Read Splendors and Glooms Online
Authors: Laura Amy Schlitz
Parsefall nodded sagely. “I thought she woz bedrid, too, but she ain’t. She’s a downy one, ain’t she?”
Lizzie Rose passed Ruby the gristle from her drumstick. “If you mean she’s dishonest, I suppose she might be. Though,” she added, trying to be fair, “she never
said
she couldn’t walk. We only thought so because we never saw her out of bed. I wonder what she was doing, wandering about the house at night.”
“Up to ’er tricks,” Parsefall said cryptically.
Lizzie Rose wondered what kind of tricks an elderly lady could play, all alone in the middle of the night. “I don’t distrust her as much as I did,” she confessed. “We talked on Christmas Eve, and she seemed kinder. And she
is
planning to leave us something in her will — Mrs. Fettle said so.” She frowned, realizing that once again she had become distracted. “If you were asleep all day, where were you sleeping? You weren’t in here — I looked for you. Why did you hide yourself away?”

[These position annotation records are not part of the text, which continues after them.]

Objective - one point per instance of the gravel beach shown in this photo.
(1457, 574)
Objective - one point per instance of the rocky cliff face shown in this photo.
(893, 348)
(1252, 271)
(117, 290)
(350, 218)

“I woz in a room with a big bed,” Parsefall said evasively. “I woz tired of this room.”
“All these rooms have big beds,” countered Lizzie Rose. “And I looked though every one. Then I came back and looked here —” All at once she knew what she had missed before. “Parsefall! Where’s Clara?”
Parsefall gave a little jump. Then he shrugged. “Dunno. Must’ve laid ’er down somewhere.”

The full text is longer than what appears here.